Funnily enough, I'm none of the things I thought I would be. I like being alone after being surrounded by a staggering number of friends, I like pushing people away who seem to love me, I like hurting those who come to me without apprehension, I like throwing things away and cling on to things that only make me unhappy. It's like building this whole world for yourself, always believing this is how you would like it best, this is how you were meant to live, this is how you should be happy. Except it isn't.
Someone said to me today, Your life is rocking yaar... people dream to live a life like this... shut up and be proud of yourself...
Strangely I don't feel a thing. It's like a dull, numb feeling, as if nothing really matters anymore... As if things I valued and gave importance to had suddenly faded into a background of greys and blues and colours I no longer seemed to care or know about. And I hum to myself and no sound comes out as a hollow silence seems to envelop me in its ruin. I still write in meaningless creative writing competitions about knives and lilac madnesses until my insides bleed in protest. I trudge past smiling faces, nodding as they greet the person they see everyday in me and I'm glad they see no change. I avoid closest friends as they quickly prod me for not talking as much as they usually would want me to, and I complain of a headache which is partly true and they ask me off hand questions and I dutifully answer them and they move off, satisfied. I'm glad to be of help, it takes my mind off over musing what the trouble is, and I hate it when someone asks what is it thats the matter and I come out with a helpless I don't know...

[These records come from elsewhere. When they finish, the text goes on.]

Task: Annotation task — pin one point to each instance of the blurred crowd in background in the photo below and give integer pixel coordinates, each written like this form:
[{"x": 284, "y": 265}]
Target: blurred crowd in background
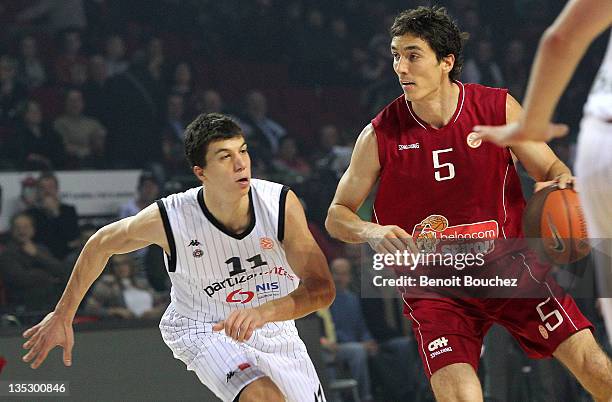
[{"x": 110, "y": 84}]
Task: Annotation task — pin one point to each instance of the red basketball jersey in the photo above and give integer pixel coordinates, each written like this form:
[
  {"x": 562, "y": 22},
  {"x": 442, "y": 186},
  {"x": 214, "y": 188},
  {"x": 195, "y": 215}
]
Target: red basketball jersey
[{"x": 438, "y": 183}]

I'm a lot of things I don't want to be, and it hurts when people expect more of you and show their disappointment. I pretend to be indifferent at times but one day it builds up to this whole big ball of filth and unhappiness and hurt and discontentment and then I don't know what to do with it anymore so I hide it in me until one day it becomes too ancient to stink anymore and is stacked up as another dull remnant of 'temporary derangement' that doesn't immediately threaten attack once more.
And its not as if I want a clean, orderly life... I was never under the delusion that I could or would live like that. Its the other thing. The gnawing, pinching insidious thing that I cannot seem to rid myself of. But I will.
4 comments:
whats the word for fear of happiness?
I often feel that a lot of people have no right to whine. They don't realize how lucky they are, they don't what they have, their lives aren't empty. Etc etc.
But I suppose a lot of people would probably envy the kind of life I lead too. Nothing's perfect, and the damned grass is always greener on the other side. The feeling that you're not who you are hits everyone sometime or the other. And I have no idea how to get out of it, because I'm going through the same thing.
That was deep and frank. And what's more, I could relate to it perfectly. I feel sometimes that there's nothing..real..left in my life anymore, and that hurts. But what hurts more is when you try so hard and no one notices.